You know what you need when life's gone to pot? Music. And I've been finding the kind of joy that you have to hum out loud all over the place lately.

So, without further ado.... I would like to thank:

1. Albert Collins. For his uncredited brilliance in 'Adventures in Babysitting'. He manages to steal the show from Vincent D'Onofrio (as Thor!) and Bradley Whitford (and his actual Camaro) with an itchy, echoing blues riff and the refrain "And the girl's probably dead! Yes, it's so haaaard, babysitting these guys..."

2. Yo-Yo Ma. They say he did every take of the Bach Cello Suite No.1 live when he filmed the "Noël" episode on The West Wing. Holy crap. That's all I can say, dude.

3. Harry Belafonte. Sure, sure, his "The World Turns Around" at the end of his Muppets Show episode will make you get all misty. But for me, the brilliance is in the "Banana Boat" song as he gets constantly interrupted by incompetent Muppets and just keeps going with this caramel voice that forces your ass to dance even if the rest of you isn't in the mood. (His reaction to the delivery of eggplants instead of bananas is classic.)

4. Kristen Chenoweth. When she belted "Hopelessly Devoted to You" in Pushing Daisies? I Totally had to go load the entire "Grease" soundtrack into my iTunes. Damn you, Kristen, for making Olivia sound like a wannabe!

5. Hugh Laurie. Actually, it might not have actually been Hugh Laurie. I mean, the guy's a talented musician, I think, but I don't wanna give credit where credit ain't due. So, uh, Hugh Laurie The Commodores. For the opening licks of "Slippery When Wet", which were so brilliantly air-guitared on an episode of House, M.D.
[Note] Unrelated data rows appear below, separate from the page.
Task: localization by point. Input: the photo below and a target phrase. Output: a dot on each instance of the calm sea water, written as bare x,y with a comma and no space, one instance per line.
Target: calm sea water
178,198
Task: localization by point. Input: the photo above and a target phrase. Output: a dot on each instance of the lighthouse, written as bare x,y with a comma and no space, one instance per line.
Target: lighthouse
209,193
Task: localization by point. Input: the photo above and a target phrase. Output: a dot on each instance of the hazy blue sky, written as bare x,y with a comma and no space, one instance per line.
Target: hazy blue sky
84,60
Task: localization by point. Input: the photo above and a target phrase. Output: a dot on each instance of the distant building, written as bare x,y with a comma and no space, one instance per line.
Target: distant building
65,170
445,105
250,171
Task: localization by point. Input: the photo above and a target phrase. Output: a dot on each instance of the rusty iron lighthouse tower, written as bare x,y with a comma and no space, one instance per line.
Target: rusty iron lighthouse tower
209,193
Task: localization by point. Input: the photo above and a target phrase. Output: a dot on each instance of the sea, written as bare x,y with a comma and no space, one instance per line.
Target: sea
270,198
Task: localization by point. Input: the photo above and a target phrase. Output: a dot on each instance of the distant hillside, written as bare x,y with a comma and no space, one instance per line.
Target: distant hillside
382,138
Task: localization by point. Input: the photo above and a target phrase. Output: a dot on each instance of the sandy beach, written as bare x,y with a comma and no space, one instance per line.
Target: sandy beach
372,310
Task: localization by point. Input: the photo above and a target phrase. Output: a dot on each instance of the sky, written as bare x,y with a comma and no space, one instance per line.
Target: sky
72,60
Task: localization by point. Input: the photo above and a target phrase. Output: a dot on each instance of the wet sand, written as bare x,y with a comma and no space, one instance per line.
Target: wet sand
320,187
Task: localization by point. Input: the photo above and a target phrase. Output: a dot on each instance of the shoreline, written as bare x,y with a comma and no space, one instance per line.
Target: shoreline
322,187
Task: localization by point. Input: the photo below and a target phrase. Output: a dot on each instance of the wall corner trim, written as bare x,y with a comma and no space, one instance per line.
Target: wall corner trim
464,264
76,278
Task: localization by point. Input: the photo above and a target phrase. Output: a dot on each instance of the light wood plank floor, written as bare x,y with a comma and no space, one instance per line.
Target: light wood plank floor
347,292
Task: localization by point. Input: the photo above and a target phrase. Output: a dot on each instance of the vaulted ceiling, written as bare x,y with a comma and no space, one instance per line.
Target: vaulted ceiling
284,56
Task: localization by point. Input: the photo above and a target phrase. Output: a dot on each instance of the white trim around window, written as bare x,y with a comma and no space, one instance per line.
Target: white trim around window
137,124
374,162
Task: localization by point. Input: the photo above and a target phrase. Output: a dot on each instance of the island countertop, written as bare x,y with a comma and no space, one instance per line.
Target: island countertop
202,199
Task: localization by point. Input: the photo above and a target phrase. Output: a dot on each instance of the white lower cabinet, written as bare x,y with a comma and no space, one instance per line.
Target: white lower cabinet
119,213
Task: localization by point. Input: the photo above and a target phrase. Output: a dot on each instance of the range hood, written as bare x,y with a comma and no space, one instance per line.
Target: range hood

Honorable Mention: The canceled Carpoolers, which I never saw - but has some of the funniest YouTube musical moments around (I DARE you not to laugh as they On*Star the lyrics to "Come on Eileen"!)

Honorable Mention: Matthew Broderick, for lip-synching his way through Ferris Bueller's "Danke Schoen" so beautifully that when Wayne Newton actually sings it, I wonder what he's doing with Bueller's song.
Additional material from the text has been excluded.